Analysis on individual items of MA scale indicated that this intervention could effectively improve patients’ performance on item 1 [Stopped taking medication without telling doctors when disease status deteriorated] and item 5 [Taking medications even if BP was normal for a consecutive period of time]. In hypertensive patients, stop taking medication without telling doctors is a very serious issue and might lead to severe consequences. Therefore, an improvement on this item is very important and has clinical implications.
Limitations
This study also had some limitations. First of all, patients’ MA and blood pressure in this study was relatively good. Therefore, participants had relatively small room for improvement, and it was more difficult for the intervention to exert an effect.
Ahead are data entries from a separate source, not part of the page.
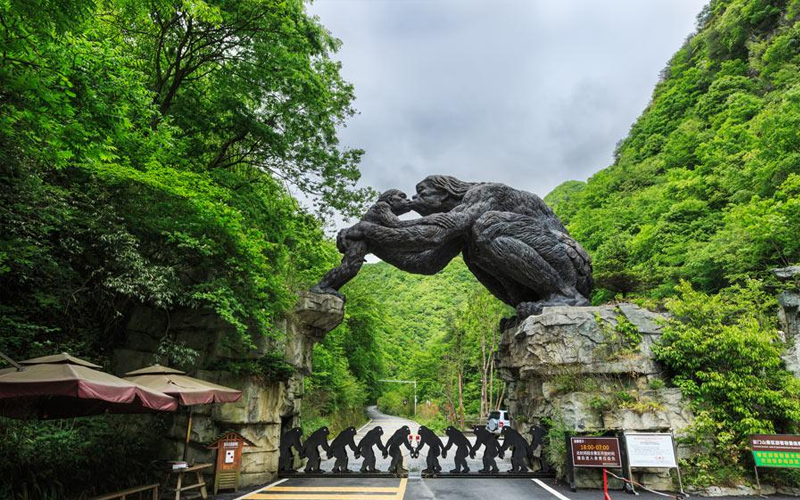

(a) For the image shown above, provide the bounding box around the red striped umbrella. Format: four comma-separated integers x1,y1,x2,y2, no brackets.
0,353,178,419
125,365,242,460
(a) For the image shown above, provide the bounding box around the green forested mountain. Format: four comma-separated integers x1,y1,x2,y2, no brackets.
546,0,800,301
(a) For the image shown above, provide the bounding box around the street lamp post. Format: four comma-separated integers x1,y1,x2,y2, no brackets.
378,379,417,417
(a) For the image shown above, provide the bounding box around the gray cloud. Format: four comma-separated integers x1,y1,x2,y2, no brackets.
309,0,706,224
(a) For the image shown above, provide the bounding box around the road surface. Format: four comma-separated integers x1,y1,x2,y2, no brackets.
222,407,796,500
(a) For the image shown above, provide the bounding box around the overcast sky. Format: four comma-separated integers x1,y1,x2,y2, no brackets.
308,0,706,223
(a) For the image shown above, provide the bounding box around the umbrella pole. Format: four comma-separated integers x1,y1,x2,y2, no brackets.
183,406,194,462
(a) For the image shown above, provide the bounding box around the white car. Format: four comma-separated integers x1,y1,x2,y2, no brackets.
486,410,511,434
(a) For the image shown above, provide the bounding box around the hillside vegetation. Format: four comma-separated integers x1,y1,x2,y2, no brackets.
545,0,800,486
545,0,800,301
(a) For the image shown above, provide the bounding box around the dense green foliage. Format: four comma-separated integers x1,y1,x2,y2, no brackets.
0,0,364,366
0,0,370,498
340,258,510,428
546,0,800,302
545,0,800,485
654,281,800,486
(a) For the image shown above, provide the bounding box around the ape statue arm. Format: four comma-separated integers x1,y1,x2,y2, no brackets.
411,434,428,454
347,436,361,458
442,436,453,457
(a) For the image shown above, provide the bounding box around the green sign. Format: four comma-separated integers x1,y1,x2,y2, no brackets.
753,451,800,469
750,434,800,469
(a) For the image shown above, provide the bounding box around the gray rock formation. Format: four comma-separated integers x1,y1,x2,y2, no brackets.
498,303,694,489
772,266,800,377
113,293,344,486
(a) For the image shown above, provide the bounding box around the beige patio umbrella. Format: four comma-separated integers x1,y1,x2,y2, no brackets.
0,353,178,419
125,365,242,460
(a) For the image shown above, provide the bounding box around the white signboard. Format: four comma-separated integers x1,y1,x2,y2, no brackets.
625,432,678,468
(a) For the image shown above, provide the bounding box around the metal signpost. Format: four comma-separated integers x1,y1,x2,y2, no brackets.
623,432,686,496
567,436,623,491
378,379,417,417
750,434,800,493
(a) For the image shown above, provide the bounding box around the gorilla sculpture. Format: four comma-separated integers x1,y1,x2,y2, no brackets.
328,427,361,472
383,425,414,476
415,425,447,474
278,427,303,472
470,425,503,474
315,175,592,319
442,425,475,474
500,426,531,472
356,425,388,472
301,427,331,474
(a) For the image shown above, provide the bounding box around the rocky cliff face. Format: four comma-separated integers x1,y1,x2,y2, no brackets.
498,303,693,488
772,266,800,377
113,293,344,485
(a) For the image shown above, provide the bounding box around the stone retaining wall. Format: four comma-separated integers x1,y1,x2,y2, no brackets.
498,303,694,489
112,293,344,486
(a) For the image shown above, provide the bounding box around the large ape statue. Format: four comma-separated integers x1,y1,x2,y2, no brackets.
356,425,388,472
328,427,360,472
383,425,414,476
471,425,503,474
302,427,331,474
278,427,303,472
320,175,592,319
442,425,475,474
500,426,531,472
415,425,447,474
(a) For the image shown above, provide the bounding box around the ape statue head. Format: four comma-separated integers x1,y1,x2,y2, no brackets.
411,175,477,216
378,189,411,215
444,425,461,437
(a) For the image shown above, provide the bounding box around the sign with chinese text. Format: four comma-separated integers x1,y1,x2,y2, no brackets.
625,432,678,468
570,437,622,468
750,434,800,469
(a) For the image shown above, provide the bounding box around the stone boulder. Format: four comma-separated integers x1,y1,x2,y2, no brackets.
497,303,694,488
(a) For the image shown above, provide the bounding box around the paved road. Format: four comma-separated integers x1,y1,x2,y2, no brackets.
217,407,796,500
228,476,796,500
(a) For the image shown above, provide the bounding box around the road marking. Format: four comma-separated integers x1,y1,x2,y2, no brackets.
241,478,407,500
270,486,397,492
356,419,372,434
531,479,571,500
247,493,397,500
395,478,408,500
233,477,289,500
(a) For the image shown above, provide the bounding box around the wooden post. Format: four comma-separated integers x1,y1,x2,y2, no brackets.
183,406,194,462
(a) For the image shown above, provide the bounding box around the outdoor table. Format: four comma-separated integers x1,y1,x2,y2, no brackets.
161,464,214,500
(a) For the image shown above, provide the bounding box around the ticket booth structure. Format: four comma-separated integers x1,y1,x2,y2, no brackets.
206,431,256,495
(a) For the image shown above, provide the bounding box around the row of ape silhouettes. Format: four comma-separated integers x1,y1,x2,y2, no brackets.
278,425,550,475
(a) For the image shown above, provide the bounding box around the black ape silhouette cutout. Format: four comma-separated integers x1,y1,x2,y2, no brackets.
531,425,550,472
442,426,475,474
302,427,331,473
328,427,361,472
278,427,303,472
500,427,531,472
356,425,387,472
472,425,503,474
415,425,447,474
383,425,414,476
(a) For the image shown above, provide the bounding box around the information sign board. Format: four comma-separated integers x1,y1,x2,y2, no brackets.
570,436,622,468
750,434,800,469
625,432,678,468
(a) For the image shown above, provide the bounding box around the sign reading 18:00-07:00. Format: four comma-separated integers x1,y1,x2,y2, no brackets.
570,437,622,468
750,434,800,469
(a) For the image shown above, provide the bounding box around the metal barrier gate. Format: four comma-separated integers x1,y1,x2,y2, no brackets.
278,425,555,478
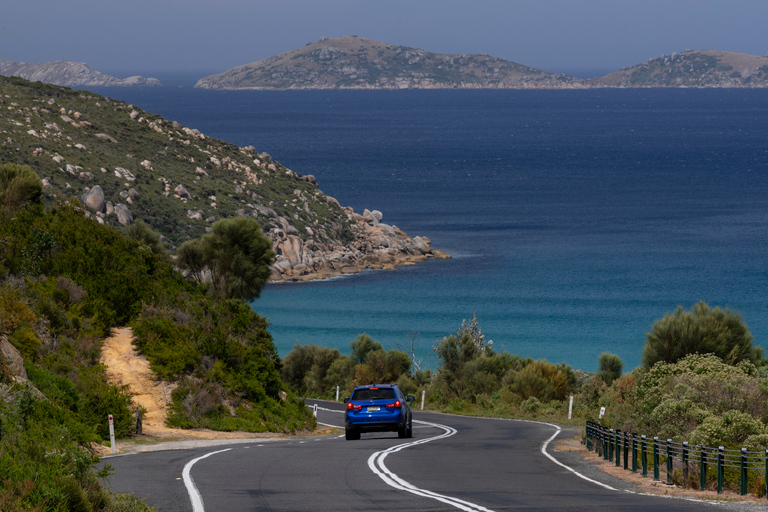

Second, only 40.5% of the patients in the intervention group actually used the reminder package. Although the primary reason for not using was that they could remember taking medication on their own, there was still 15.2% of the patients reporting that it was a little complex to use. Therefore, this study suggests that future intervention could further simplify reminder package and intensify instructions on its use.
Practice implications
L.C.R.P. combined with case-based health education is an economical way to help hypertensive patients improve disease management, as the devices are non-expensive and education class can reach a cluster of population at a time. Furthermore, it is relatively simple to conduct and easily reproducible in different communities. Therefore, in terms of the benefits returned, namely MA improved in this study, LCRP combined with health education is worth promoting in all communities. Furthermore, the audible alarm might be more effective for reminder packages.
Conclusion
This study suggested that LCRP combined with case-based health education could significantly improve patients’ MA, which was crucial to hypertension management. At the end of the study, patients’ adherence was improved overall, with more increase in the intervention group (0.370, 95% CI [0.027, 0.714]).
Acknowledgments
We appreciate the efforts of the community health workers in Shunyi District, who have contributed considerable energy and time in this study. This work was funded by the Natural Science Foundation of Beijing (Grant No. 7162105).
Abbreviation list
SBP, systolic blood pressure; DBP, diastolic blood pressure; MA, Medication Adherence; LCRP, Low cost reminder package.
Disclosure
The authors report no conflicts of interest in this work.